CRA finds that the purchase price of a business allocated to the actuarial surplus for a defined benefit plan was a non-deductible capital expenditure

A portion of the purchase price paid for the acquisition of a business of the Seller by the Purchaser was allocated to the actuarial surplus in a defined benefit pension plan (the “Plan”) for which the Seller was the sponsor and employer, with the Purchaser being assigned the Seller’s obligations under the Plan.

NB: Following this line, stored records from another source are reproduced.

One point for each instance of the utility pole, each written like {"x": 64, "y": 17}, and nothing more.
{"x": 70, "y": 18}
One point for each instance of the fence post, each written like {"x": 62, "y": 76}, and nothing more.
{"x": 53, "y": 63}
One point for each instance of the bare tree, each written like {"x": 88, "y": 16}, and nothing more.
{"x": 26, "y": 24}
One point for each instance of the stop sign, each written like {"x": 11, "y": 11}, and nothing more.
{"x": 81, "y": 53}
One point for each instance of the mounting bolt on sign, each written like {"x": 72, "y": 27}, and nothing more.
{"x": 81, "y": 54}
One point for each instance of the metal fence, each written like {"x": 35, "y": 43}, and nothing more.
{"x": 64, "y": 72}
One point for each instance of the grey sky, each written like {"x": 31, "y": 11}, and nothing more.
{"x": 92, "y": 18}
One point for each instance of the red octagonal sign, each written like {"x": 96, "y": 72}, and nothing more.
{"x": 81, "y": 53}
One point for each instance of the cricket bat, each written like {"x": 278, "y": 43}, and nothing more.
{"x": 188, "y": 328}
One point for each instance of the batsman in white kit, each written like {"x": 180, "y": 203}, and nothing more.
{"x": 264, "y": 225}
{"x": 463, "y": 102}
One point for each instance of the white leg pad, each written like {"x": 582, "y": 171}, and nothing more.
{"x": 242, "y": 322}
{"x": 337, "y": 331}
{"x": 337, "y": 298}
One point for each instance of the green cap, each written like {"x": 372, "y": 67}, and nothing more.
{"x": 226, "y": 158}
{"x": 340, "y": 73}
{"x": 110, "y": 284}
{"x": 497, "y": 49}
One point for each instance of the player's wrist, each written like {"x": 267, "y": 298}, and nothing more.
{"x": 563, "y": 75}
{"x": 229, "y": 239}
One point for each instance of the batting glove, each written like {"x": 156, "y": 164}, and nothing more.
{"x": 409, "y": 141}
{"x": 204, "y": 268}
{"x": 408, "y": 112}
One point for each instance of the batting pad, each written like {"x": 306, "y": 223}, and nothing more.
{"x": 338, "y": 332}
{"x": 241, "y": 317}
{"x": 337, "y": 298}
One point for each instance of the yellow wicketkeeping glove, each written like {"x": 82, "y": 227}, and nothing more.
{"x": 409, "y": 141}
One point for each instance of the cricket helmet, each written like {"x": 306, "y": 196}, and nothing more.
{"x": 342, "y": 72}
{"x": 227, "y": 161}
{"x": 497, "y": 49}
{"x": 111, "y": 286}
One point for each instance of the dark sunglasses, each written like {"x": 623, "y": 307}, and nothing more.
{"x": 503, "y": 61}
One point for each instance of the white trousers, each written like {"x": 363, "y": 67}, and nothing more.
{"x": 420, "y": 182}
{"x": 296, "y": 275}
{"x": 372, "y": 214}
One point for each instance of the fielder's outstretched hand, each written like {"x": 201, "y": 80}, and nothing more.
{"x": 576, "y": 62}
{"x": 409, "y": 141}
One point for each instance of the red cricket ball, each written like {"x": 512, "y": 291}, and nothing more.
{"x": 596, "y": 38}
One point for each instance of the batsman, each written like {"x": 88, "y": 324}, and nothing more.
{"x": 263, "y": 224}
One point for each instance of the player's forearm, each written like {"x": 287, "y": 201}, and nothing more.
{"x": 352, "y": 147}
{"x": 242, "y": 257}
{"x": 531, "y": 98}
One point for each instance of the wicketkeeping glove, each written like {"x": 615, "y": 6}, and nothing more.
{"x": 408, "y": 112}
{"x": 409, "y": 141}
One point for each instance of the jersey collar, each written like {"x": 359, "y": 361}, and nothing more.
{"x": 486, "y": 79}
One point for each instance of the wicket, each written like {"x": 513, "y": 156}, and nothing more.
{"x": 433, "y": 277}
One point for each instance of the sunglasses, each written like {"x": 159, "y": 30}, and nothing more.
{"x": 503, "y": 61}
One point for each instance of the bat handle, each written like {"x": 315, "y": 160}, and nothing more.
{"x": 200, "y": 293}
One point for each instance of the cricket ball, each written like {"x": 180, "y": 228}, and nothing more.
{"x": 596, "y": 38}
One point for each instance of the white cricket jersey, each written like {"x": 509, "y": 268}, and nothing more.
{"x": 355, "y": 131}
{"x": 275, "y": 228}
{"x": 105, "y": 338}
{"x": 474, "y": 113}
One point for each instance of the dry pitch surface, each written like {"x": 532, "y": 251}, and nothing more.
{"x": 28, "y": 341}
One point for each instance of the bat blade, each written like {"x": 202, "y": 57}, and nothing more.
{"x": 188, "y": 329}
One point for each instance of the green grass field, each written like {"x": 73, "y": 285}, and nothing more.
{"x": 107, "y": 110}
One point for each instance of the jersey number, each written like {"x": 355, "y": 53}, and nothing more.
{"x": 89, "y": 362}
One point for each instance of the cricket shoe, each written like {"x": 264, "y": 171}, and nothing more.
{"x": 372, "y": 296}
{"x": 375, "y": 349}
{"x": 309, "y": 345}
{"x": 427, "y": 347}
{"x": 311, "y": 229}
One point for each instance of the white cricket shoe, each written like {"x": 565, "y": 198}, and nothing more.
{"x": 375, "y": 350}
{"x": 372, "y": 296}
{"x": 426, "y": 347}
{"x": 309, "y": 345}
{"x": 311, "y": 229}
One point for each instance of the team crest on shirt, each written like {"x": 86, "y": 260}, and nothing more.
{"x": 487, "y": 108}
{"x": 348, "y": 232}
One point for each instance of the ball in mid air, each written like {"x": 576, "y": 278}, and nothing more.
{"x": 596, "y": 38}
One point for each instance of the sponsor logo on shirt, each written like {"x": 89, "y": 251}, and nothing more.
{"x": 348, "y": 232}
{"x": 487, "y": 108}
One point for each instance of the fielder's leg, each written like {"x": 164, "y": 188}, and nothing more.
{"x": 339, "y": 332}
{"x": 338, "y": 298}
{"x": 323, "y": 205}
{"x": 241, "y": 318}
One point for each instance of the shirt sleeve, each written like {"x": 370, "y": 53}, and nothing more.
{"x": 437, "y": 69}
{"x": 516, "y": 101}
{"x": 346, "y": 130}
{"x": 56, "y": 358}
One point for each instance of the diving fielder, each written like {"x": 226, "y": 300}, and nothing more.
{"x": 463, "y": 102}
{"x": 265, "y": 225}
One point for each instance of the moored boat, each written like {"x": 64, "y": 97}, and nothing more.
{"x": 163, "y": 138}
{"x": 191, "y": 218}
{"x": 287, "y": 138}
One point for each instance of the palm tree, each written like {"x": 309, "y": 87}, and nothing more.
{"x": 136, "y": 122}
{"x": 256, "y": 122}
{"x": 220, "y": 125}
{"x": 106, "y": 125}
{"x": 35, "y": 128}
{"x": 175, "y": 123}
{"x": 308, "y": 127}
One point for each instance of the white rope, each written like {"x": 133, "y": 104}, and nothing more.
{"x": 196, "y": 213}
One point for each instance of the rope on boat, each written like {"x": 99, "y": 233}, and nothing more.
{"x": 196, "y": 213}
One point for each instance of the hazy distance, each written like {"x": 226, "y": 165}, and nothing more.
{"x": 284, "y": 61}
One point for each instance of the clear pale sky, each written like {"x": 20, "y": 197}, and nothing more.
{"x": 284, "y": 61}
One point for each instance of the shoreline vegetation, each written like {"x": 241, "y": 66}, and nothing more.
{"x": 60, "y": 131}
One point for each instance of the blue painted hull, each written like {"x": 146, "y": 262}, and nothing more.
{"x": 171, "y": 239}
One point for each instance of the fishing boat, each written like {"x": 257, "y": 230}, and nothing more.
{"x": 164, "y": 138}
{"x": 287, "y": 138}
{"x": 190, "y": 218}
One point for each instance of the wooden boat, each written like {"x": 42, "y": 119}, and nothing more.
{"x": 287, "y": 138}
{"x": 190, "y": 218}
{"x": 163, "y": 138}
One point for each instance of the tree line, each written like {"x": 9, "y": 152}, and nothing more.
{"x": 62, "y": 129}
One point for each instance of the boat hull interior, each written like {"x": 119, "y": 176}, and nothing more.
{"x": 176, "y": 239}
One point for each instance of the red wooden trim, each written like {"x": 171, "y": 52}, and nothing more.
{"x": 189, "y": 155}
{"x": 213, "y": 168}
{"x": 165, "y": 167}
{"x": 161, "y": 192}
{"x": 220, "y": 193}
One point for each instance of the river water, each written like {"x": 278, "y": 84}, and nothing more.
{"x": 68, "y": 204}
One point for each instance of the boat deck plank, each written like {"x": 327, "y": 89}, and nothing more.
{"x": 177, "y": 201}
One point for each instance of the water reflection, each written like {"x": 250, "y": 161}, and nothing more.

Although, in fact, the acquisition occurred before 2017, the Rulings Directorate also addressed what would have happened on a post-2016 acquisition, and concluded that the amount allocated to the actuarial surplus would not have qualified as the cost of a Class 14.1 property, and instead would have been a non-deductible capital expenditure. Its findings towards this conclusion were:

  • Having regard for the exclusion for an amount that is not deductible by virtue of a specific provision other than s. 18(1)(b), such amount was excluded by s. 18(1)(e), which prohibited the deduction for a reserve (“described by the courts as something set aside that can be relied upon for future use”) given that “any actuarial surplus in this case can be applied as a contribution holiday to relieve the Purchaser from its future contribution obligations.”
  • Furthermore, the exclusion under s. 78(4) would also apply because it prohibits the deduction of an amount for pension benefits which will be paid more than six months after the current taxation year, including (in this context) the use of surplus to cover the employer’s current service costs.
  • The exclusion for “an amount that is the cost of … an interest in a trust” also applied since the Purchaser acquired an equitable interest in the Plan, i.e., it could potentially take a contribution holiday, receive a return of contributions on a winding-up of the Plan, and potentially receive the surplus in other circumstances.
  • Regarding the specific inclusion in Class 14.1 of “goodwill,” this was defined in TransAlta as “an unidentified intangible asset,” whereas the surplus here instead was specifically identifiable and “[u]nlike goodwill … can be separated from the employer’s business if, as in this case, the plan terms permit surplus to be returned to the employer when the appropriate regulatory procedures are followed.”
  • The surplus amount would also not be deemed goodwill under s. 13(35) because of failure of the condition in s. 13(35)(a) (it would represent the cost of a property, e.g., the right to apply actuarial surplus to contribution obligations under a defined benefit pension plan) and failure of the condition in s. 13(35)(c) (it was not otherwise deductible because of s. 18(1)(e) or 78(4)).

Neal Armstrong. Summary of 28 January 2021 Internal T.I. 2019-0817641I7 under s. 18(1)(b) – capital expenditure v. expense – actuarial surplus.